Ethics is a prominent concept in organizational management. In simple terms, it entails a system of moral principles or standards of right and wrong that prescribes how organizations conduct themselves. In that regard, it is deducible that ethical framework has a critical bearing on organizational decision making and, to that extent, defines effective leadership. As explained by Jensen (2013), ethical decision-making cultivates the trust needed to motivate followers towards accomplishing the set goals and objectives. This paper shall examine the importance of ethical framework in organizational management through the case analysis of Enron, a Huston-based energy company that was brought down thanks to certain unethical organizational decision making.
Enron Company made organizational decisions that fall short of what could be said to be ethical. It committed accounting fraud by falsifying the company’s revenues ostensibly to mislead investors, improperly constructed compensation structures that favoured unprofitable behaviour and, created complex financial dependencies that required progressively bigger risks in a constant push to raise stock prices (William, 2002). These improprieties, in effect, translated to bad decisions that saw the juggernaut in the energy sector file for bankruptcy before its eventual death. In other words, the decisions, as expressed there-above, were cumulatively a function of the improper decision-making process of the leadership. In business, a decision-making process entails certain steps taken to determine the best option or course of action that tends towards meeting the organizational needs.

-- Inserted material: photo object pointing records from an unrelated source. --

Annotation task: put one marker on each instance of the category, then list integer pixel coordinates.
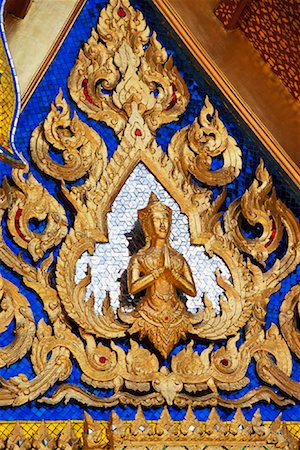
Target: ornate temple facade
(149, 256)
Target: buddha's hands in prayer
(168, 266)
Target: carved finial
(214, 425)
(239, 426)
(94, 436)
(190, 425)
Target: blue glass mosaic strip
(199, 85)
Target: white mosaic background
(111, 260)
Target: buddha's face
(160, 224)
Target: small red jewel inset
(174, 98)
(225, 362)
(86, 92)
(17, 225)
(121, 12)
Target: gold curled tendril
(195, 147)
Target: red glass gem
(273, 235)
(86, 92)
(225, 362)
(174, 98)
(17, 225)
(121, 12)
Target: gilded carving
(289, 319)
(28, 202)
(14, 306)
(82, 149)
(146, 91)
(195, 147)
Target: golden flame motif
(146, 92)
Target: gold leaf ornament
(121, 57)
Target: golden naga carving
(146, 92)
(289, 319)
(14, 306)
(82, 148)
(194, 148)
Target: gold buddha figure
(161, 271)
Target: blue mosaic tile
(199, 85)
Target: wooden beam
(18, 8)
(229, 12)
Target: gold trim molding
(165, 433)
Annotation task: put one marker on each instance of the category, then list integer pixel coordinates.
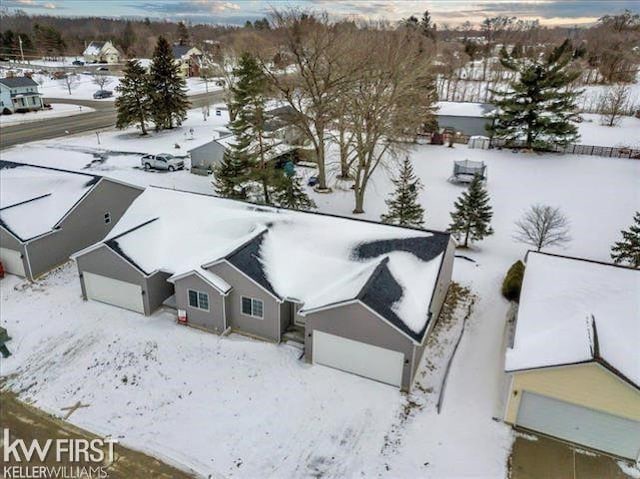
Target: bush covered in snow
(512, 283)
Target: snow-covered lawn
(57, 110)
(244, 408)
(626, 134)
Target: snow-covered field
(243, 408)
(626, 134)
(57, 110)
(85, 87)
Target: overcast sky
(452, 12)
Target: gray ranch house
(362, 301)
(19, 93)
(47, 214)
(469, 119)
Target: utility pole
(21, 51)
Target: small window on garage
(198, 300)
(252, 307)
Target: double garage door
(12, 261)
(595, 429)
(359, 358)
(113, 291)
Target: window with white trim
(198, 299)
(252, 307)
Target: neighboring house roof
(33, 199)
(574, 311)
(180, 51)
(17, 82)
(464, 109)
(94, 48)
(290, 254)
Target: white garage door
(592, 428)
(12, 261)
(113, 291)
(363, 359)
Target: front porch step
(294, 334)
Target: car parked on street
(163, 161)
(102, 94)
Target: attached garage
(113, 291)
(359, 358)
(596, 429)
(12, 261)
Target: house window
(198, 300)
(252, 307)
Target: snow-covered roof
(33, 199)
(455, 108)
(575, 310)
(94, 48)
(318, 260)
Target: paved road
(103, 117)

These steps, as provided by Jensen (2013), include defining an issue at hand, identifying the solution and alternatives, assessing the solutions and alternatives, considering and implementing the decisions, and evaluating or, more comprehensively, looking back over everything in the decision-making process. The unethical organization decision-making at Enron shall be accentuated in this paper through its accounting practices through which it acquired negative popularity. Fundamentally, the skewed accounting tactics enabled the company to book more revenue than they actually earned through certain ways. First, as given by William (2002), the accounting practises entailed mark-to-market accounting that allowed the total value of a deal expressively, conveniently overlooking the desired spacing. Secondly, the complicated special purpose entity (SPE) deal enabled Enron to secure loans while hiding or misrepresenting such on the balance sheet.